Three control nodes is therefore the minimum for any deployment.
Storage nodes and Ceph replication
Ceph distributes data across OSDs (Object Storage Daemons) using placement groups. The default replication factor for the pools created by OSISM (for OpenStack) is 3, meaning every object is stored on three different OSDs, on three different hosts.
If your cluster has fewer than 3 storage nodes, Ceph cannot satisfy this
replication requirement with the default configuration. The result is that pools
become degraded, Ceph reports a HEALTH_WARN or HEALTH_ERR, and writes may be
blocked.
With exactly 3 storage nodes, the replication constraint is satisfied under normal conditions. However, if one node is lost the cluster immediately becomes degraded and cannot fully re-replicate the data because there are no spare nodes to write the third copy to. Recovery is only possible once the failed node is repaired or replaced.
With 5 storage nodes, losing one node still leaves 4 nodes available.
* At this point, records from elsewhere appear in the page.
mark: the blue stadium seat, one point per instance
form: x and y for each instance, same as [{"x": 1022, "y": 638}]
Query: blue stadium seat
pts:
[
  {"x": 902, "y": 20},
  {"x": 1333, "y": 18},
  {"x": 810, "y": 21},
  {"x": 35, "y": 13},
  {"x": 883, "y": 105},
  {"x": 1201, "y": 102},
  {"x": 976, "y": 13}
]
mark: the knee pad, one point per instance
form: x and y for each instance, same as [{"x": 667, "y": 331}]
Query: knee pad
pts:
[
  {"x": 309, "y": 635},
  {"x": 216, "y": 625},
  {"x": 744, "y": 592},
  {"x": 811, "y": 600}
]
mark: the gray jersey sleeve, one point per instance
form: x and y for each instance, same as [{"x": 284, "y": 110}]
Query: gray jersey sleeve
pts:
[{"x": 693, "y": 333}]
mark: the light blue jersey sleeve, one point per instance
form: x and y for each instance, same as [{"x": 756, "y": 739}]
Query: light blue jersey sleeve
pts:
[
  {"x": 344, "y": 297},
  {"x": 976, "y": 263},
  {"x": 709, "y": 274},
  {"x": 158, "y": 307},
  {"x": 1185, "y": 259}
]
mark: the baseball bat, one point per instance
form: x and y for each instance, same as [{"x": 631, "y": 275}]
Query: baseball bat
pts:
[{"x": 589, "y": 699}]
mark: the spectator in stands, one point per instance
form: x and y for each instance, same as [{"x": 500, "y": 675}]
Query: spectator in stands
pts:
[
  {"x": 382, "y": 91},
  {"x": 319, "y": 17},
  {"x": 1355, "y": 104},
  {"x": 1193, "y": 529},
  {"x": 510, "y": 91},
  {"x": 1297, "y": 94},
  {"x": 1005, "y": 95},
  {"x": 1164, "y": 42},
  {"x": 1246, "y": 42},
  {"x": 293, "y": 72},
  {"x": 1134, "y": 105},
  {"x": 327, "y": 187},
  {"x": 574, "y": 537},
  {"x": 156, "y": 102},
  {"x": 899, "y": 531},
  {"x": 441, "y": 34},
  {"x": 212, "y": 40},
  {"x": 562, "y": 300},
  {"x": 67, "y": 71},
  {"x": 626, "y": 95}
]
Ceph can immediately start re-replicating affected placement groups across the remaining nodes, returning the cluster to a fully healthy state without operator intervention. Five storage nodes is therefore the recommended minimum number for a production CloudPod.
Network nodes and redundancy
Network nodes terminate external networks and implement security zones. A single network node is a single point of failure for all external connectivity. Two network nodes allow active/passive or active/active failover depending on the routing design.
For environments that require strict security zone separation, network nodes must be physically separate from control and compute nodes, so plan for dedicated hardware from the start.